Wayne Simmonds: Faces to punch
It’s pretty clear we won’t be getting 30 goal Wayne Simmonds on this team, but that doesn’t mean we won’t get the aggressive, face punching Wayne Simmonds. An all Canadian division could bode well for rivalries for the Leafs, which means there might be a few more scraps than seen in previous seasons for the Leafs, which might be an outdated way of looking at his value, but I really just want to see a bit more team toughness on the Leafs.
Pierre Engvall: A guaranteed spot
The Leafs brought in a fair amount of bottom six depth this season in free agency and trade, making Engvall’s spot a bit less guaranteed. He had an overall good season, and played well in the playoffs, so hopefully he gets the first crack at it, but it definitely isn’t safe for him this season.
Zach Bogosian: Not getting overplayed
I’m sure Bogosian would love a top pair role if you asked him, but let’s be real, it’s not the best idea for him. If he plays well enough in a bottom pair role, he’ll get no complaints. If he plays poorly in a top pair role (which would be likely), there will definitely be problems from the fanbase, which is the last thing he wants.
Mikko Lehtonen: Some power play time
It sounds like up to this point he might man the second power play unit, but even then, he’s not going to get a lot of playing time with how loaded the first unit is, but that might be his best opportunity to excel as a rookie this season.
Alexander Barbanov: To be an Ilya Mikheyev and not an Igor Ozhiganov
The Leafs European signings have always been pretty hit or miss, so I’m sure both Barbanov and Leafs fans hopes is that he ends up as one of the better ones like Mikheyev. He’ll likely get a shot on even the third line, so we’ll see how he is to start.
Jimmy Vesey: A rebound year
While Vesey hasn’t exactly lived up to the hype he had as a college free agent, his 2019-20 season wasn’t good, even by his standards. Thankfully, he’s not playing on Buffalo this season, so he should probably get a few more points this time around.
Rasmus Sandin: Stats that match the hype
Sandin was a very weird case study this season, as he got a crazy amount of hype from fans despite not really having the stats to back it up. Those will obviously improve as he gets more experience, so hopefully that happens a bit more this season, although he’ll be fighting the depth chart to do so.
Travis Dermott: A top four role
This has been on Dermott’s list for a while, although this might be the first time that he won’t get it because there’s actually better depth in front of him as opposed to the coach thinking Hainsey, Zaitsev, and Ceci are better than him. He’ll probably get a chance on the right side as well, but this will be a big season for Dermott to finally get his wish.
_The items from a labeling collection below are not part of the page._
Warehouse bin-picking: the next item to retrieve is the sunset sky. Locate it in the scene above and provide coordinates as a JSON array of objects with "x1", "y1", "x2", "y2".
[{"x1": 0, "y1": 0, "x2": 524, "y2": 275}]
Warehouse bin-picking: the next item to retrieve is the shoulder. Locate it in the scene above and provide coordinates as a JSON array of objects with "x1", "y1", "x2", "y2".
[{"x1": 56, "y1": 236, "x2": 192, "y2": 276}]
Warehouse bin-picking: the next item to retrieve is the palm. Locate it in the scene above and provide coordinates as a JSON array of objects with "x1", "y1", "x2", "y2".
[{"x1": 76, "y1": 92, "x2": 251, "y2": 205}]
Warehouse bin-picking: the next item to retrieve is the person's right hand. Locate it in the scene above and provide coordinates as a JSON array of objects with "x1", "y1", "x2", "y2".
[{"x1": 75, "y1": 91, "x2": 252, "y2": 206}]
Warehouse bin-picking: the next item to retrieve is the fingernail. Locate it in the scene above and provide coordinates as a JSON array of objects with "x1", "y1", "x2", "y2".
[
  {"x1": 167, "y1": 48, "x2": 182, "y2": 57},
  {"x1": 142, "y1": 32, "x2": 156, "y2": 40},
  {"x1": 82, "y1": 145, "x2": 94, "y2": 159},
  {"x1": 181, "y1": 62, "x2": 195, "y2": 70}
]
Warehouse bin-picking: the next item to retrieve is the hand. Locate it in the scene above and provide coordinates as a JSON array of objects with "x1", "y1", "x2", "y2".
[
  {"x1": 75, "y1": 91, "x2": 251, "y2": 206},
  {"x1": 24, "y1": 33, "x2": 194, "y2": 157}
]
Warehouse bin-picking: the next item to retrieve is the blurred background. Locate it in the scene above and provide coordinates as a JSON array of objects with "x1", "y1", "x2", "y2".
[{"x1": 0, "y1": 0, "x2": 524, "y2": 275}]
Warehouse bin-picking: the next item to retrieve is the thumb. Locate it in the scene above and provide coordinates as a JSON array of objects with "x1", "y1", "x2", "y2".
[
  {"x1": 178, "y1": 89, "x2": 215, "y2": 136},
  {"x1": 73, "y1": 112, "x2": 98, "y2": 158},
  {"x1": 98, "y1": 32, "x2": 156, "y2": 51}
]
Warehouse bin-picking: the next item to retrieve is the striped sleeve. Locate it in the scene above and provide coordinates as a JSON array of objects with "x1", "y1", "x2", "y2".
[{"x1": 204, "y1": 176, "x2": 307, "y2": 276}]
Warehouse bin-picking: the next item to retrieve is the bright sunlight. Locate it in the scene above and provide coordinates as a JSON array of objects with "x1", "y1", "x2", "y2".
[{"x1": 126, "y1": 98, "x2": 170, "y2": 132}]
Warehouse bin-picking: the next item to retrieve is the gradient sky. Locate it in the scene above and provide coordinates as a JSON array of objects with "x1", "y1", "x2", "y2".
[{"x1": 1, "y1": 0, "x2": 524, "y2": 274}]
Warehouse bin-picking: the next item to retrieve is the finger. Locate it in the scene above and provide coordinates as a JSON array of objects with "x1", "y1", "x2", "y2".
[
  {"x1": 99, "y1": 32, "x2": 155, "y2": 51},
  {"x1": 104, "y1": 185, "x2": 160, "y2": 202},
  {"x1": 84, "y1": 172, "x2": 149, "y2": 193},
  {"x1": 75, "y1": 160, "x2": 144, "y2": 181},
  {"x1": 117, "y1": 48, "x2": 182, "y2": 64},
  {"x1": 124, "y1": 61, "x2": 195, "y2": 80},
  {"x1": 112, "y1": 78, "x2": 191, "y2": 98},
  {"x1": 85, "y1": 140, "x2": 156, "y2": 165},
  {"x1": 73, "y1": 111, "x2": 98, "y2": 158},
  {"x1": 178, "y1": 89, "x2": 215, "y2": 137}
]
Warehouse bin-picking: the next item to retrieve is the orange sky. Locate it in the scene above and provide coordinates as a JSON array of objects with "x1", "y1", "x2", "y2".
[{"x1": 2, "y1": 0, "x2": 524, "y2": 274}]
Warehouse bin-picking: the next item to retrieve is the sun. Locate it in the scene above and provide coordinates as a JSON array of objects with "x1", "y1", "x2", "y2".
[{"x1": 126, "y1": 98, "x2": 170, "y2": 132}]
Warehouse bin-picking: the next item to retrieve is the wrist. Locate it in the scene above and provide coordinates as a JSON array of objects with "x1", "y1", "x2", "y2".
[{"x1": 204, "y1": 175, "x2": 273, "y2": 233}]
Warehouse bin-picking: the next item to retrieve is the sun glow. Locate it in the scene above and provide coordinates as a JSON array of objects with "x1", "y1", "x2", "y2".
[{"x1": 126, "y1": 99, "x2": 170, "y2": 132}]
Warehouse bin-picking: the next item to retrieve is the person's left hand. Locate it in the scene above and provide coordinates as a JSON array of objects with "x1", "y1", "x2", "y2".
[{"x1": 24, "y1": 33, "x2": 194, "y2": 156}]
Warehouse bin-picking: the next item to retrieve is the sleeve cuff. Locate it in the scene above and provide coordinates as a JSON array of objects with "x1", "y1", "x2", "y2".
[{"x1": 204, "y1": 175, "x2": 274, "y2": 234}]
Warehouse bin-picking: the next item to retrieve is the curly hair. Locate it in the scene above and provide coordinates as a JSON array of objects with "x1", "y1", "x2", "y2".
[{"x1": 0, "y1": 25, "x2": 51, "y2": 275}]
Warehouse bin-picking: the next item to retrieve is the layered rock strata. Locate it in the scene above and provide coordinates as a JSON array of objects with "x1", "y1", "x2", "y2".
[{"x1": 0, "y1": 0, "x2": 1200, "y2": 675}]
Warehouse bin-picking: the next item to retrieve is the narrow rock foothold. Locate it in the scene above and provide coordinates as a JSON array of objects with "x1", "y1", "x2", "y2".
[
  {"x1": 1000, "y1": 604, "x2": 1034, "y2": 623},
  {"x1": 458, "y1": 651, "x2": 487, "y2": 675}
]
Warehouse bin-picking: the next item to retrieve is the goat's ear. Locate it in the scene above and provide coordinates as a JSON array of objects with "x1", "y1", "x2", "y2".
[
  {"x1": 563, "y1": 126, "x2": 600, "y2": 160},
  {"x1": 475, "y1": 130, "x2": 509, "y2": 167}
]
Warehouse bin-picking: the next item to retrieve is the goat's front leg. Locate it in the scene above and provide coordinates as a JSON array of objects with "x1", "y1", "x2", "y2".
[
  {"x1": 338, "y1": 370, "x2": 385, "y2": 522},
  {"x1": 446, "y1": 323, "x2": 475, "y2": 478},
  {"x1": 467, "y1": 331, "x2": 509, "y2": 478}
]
Nick Robertson: A strong rookie season
I mean, this one’s pretty obvious. He played well in four playoff games, but that unfortunately came with a lot of hype that he’ll probably have to live up to this season. He’s probably not gonna score a crazy amount of goals, but playing well enough might feed the beast that is the Toronto fanbase and media for now.
Jason Spezza: A spot on the opening night roster (especially if it’s against the Sens)
I mean, he’s still waiting on it after last year…
Joe Thornton: Less pressure
There seems to be a lot of hype for Thornton joining the Leafs, albeit more for name value than on-ice value, but I just hope for his sake that we remember that we have 41 year old Joe Thornton, not prime Joe Thornton.
Martin Marincin: Another one year extention
He’s managed to survive this long, might as well.